MITメディアラボの「インタラクティブ・シネマ」プロジェクト
ここでは、コンピューターを使ってユーザー自身が大幅に映像作りに関与できるような、インタラクティブで即興的な映画製作の方法について様々な研究を行なっている。1996年度の研究内容は、http://www.media.mit.edu/で見ることができる。
1995年度研究内容概略
【2】各テーマの研究内容概略
●Agent Stories(エージェント物語)
自動映画作成システム
<内容>
・制作者は、多数の小さな物語を作り、それを関係リンクによって相互に結び付けることで、網目状になった物語世界「物語ベース」を構築する。
・その「物語ベース」の内容を編集し、作品としてまとめ上げるのが「エージェント」である。エージェントとは、物語ベースに収められているデータを自分に固有の編集方針によって編集し、ユーザーに提供するという、映画監督の役割をするソフトウェアである。
・ユーザーは映像を見る際、エージェントを選択する。どのエージェントを選ぶかで、それぞれ違った内容の物語を見ることができるというもの。
●Boston:Renewed Vistas(ボストン−再開発後の風景−)
ノンリニア・ドキュメンタリー
<内容>
・ボストンの再開発による変化を題材にした、マルチメディア・データベース。
・文脈ブラウジングによって、ユーザーは自分の見たい情報を次々と引き出すことができ、しかもその内容は、文脈的に連続しているため、結果として一本のドキュメンタリー映画を見るの同じような効果になるというもの。
●Contextual Browsing(文脈ブラウジング)
データベース・ブラウジングツール
<内容>
・マルチメディア・データベースを見る際に、その内容の文脈に沿った形でのブラウジングを可能にすることを目的として製作されたツールである。つまり、ユーザーがある情報を見終えたときに、その内容に関連する情報を自動的に検索し、次に見るべき情報のトピックスを提示できるようなシステムである。
・制作者が、自分の表現したいものを構成するのに必要な要素を集めた「フレーム(概念地図)」をまず設定する。
・そのフレームをもとに、次に見るべき情報がデータベースの中から選択され、写真や文書でユーザーに提示されるというものである。

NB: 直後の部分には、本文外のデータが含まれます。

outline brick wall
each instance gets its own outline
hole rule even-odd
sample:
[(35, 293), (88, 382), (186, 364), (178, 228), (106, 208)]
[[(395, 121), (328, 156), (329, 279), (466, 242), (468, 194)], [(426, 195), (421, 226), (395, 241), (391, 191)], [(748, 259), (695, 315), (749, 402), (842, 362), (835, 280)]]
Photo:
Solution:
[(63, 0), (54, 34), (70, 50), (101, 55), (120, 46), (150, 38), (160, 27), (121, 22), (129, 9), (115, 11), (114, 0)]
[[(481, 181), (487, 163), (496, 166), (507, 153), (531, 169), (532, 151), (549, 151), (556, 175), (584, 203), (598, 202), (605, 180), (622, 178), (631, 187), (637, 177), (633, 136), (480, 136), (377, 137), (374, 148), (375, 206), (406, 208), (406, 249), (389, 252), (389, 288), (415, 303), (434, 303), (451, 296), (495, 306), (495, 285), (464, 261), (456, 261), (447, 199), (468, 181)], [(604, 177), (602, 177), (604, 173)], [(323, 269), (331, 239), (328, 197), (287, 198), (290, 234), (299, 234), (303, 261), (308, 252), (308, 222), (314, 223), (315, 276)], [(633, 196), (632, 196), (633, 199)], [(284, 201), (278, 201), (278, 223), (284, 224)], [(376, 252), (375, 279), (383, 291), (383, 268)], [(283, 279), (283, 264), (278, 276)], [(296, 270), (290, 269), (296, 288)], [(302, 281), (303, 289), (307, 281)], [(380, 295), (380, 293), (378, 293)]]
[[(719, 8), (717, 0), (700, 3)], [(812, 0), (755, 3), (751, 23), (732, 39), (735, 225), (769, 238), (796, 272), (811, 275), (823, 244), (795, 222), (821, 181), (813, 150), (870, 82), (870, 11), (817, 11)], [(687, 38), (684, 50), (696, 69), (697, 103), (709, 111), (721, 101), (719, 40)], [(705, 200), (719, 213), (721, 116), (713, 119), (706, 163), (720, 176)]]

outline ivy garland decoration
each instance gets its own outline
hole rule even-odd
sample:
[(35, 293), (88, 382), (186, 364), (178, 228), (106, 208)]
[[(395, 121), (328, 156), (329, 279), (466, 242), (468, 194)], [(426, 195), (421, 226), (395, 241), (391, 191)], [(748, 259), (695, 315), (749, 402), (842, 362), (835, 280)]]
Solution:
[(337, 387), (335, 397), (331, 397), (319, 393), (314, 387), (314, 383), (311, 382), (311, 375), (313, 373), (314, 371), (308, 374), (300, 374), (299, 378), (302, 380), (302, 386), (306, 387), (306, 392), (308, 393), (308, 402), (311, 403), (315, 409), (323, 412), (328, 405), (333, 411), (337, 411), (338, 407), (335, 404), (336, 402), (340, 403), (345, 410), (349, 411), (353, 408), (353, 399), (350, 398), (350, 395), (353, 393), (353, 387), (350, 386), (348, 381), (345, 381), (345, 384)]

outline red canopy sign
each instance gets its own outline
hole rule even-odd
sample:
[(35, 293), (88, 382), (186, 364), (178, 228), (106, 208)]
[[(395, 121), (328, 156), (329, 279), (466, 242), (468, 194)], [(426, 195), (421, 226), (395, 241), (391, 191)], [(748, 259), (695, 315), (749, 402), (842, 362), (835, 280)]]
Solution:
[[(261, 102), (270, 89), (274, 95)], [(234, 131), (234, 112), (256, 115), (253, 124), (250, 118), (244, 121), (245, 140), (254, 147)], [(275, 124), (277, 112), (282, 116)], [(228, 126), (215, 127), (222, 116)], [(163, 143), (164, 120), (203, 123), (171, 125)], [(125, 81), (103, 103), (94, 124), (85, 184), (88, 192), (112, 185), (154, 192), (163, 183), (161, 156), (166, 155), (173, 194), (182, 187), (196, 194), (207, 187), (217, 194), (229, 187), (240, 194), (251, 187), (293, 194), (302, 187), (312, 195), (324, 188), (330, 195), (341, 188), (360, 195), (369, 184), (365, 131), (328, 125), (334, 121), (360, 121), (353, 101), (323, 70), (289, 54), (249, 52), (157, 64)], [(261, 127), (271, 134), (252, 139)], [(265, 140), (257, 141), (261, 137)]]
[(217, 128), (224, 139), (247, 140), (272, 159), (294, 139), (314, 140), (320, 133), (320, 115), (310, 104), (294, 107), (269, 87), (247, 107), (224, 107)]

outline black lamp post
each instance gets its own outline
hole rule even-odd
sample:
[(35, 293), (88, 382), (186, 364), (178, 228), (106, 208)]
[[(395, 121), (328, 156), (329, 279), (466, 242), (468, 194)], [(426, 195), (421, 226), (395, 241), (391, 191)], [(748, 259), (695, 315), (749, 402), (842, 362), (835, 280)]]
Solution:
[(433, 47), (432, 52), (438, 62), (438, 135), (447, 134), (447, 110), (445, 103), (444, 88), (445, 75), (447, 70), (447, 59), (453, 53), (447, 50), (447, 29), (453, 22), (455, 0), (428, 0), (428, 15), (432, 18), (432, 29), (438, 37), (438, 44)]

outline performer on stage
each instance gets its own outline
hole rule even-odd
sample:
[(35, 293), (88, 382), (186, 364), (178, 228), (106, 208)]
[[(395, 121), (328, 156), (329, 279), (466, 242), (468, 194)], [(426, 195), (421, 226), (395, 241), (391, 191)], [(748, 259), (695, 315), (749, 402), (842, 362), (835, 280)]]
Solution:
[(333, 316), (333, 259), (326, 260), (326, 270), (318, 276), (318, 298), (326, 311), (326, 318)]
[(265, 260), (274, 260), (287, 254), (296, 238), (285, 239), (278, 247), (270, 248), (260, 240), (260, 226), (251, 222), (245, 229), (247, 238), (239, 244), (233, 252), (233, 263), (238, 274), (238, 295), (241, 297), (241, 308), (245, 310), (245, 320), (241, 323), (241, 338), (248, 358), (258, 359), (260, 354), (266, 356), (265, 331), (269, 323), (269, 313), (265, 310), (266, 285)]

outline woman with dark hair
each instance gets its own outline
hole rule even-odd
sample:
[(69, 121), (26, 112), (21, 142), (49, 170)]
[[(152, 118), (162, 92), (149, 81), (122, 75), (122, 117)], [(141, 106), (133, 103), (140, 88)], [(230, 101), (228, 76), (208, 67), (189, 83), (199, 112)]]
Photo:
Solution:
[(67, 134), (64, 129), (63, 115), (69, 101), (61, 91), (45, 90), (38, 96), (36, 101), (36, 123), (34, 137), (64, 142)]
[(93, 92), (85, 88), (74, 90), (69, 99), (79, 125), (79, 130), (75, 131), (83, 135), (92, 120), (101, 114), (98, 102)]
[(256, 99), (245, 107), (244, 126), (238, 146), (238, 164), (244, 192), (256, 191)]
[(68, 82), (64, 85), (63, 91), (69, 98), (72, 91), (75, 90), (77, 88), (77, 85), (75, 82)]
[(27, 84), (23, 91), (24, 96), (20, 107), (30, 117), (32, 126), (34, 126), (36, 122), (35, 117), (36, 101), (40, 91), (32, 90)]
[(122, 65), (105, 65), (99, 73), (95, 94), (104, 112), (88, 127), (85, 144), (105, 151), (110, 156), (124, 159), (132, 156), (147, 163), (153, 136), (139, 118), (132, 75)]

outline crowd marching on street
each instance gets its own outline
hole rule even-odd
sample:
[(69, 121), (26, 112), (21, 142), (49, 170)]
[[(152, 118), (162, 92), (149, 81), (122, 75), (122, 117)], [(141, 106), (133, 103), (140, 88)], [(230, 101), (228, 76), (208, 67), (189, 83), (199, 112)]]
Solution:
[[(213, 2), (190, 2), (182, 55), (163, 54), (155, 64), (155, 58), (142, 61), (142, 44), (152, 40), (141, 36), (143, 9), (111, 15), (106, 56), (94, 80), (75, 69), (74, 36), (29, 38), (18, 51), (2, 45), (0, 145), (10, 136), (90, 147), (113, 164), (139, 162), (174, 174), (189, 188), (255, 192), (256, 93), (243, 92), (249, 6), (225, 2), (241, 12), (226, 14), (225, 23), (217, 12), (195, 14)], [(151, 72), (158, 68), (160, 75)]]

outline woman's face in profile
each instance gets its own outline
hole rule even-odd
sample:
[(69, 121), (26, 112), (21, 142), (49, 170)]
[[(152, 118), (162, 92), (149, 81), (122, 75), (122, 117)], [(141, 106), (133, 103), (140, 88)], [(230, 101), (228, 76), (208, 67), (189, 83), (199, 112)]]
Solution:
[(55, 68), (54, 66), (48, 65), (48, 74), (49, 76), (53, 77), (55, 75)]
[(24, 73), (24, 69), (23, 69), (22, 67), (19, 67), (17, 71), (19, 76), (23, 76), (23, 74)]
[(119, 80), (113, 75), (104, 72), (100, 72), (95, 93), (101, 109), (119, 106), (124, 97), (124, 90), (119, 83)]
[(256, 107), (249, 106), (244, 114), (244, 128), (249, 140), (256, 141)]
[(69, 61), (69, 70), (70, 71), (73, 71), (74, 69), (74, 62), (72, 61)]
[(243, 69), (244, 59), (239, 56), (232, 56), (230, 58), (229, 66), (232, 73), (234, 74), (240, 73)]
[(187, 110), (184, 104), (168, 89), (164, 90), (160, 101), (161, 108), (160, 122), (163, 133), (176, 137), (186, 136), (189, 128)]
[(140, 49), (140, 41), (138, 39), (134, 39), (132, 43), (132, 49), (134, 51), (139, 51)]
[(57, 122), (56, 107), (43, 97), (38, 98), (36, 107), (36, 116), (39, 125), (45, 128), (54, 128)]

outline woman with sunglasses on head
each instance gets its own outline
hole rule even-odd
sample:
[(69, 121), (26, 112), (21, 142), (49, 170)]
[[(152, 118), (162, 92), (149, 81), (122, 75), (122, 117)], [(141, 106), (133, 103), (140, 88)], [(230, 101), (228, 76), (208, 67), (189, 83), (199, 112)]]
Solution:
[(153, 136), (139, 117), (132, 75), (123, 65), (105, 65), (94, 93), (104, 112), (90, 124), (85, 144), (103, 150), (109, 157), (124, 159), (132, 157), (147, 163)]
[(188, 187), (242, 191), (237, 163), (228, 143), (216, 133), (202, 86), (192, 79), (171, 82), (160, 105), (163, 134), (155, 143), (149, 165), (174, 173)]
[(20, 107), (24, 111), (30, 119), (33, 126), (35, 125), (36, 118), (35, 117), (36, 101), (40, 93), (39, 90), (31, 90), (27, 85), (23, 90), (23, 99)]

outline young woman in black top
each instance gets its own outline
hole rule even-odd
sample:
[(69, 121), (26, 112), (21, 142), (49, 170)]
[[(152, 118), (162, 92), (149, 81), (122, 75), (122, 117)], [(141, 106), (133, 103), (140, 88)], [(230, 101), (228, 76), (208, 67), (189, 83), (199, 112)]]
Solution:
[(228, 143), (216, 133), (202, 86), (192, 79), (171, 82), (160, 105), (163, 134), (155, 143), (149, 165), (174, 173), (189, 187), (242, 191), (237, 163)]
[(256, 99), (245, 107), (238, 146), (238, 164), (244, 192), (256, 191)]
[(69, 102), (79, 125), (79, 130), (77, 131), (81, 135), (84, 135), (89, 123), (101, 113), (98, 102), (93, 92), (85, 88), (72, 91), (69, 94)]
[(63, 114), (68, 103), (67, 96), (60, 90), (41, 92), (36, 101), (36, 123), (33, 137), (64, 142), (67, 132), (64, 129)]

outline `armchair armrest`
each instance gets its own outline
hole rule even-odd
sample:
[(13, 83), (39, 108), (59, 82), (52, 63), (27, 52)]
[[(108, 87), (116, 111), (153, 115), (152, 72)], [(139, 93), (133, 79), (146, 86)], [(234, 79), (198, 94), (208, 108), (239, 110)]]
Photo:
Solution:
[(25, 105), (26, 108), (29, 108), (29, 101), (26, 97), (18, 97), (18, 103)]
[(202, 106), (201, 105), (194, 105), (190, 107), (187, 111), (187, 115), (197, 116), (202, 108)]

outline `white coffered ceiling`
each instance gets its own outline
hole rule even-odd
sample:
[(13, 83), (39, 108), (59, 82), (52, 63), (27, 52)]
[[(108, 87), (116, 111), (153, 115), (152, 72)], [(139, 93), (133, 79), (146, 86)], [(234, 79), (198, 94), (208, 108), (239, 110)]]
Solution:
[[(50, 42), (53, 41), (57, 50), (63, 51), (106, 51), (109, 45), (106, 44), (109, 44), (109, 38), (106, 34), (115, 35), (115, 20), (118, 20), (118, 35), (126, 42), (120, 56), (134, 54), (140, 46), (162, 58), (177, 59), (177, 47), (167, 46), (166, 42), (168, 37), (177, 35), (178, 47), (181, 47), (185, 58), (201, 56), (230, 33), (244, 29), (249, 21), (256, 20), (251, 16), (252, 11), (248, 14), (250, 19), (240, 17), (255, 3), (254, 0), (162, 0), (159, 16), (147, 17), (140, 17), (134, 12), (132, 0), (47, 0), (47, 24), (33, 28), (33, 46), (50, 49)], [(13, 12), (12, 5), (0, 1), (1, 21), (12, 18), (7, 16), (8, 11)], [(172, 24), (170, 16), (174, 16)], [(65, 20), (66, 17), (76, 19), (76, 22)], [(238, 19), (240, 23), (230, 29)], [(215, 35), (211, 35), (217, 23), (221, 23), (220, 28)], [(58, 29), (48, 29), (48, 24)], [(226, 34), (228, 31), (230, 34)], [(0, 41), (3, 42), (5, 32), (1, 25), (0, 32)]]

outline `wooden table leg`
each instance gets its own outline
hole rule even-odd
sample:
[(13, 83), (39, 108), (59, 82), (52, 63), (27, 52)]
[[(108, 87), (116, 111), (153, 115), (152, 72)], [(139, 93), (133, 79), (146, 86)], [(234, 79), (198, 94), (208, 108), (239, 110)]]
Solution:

●Jerome B. Wiesner(ジェローム・ウィズナー)
マルチメディア・データベース
<内容>
・元MIT学長ジェローム・ウィズナーの人物紹介。WWW上で見ることができる。
●Just One Catch(ただ一度のキャッチ)
自動上映バリエーション生成システムによる短編映画
<内容>
・若い映画制作者とスケボー乗り泥棒を題材にした、見るたびに内容の見せ方が変化するような短編映画
●LogBoy and FilterGirl(ログボーイとフィルターガール)
マルチシナリオ映画を作るためのツール
<内容>
・マルチシナリオ映画を構成するために必要な要素を集めた「映画フレーム」のようなデータ構造の枠組みを用意し、そのフレームの中のスロットと値に、映画作者が値を入力をすることで、映画の概略的な構成を作る。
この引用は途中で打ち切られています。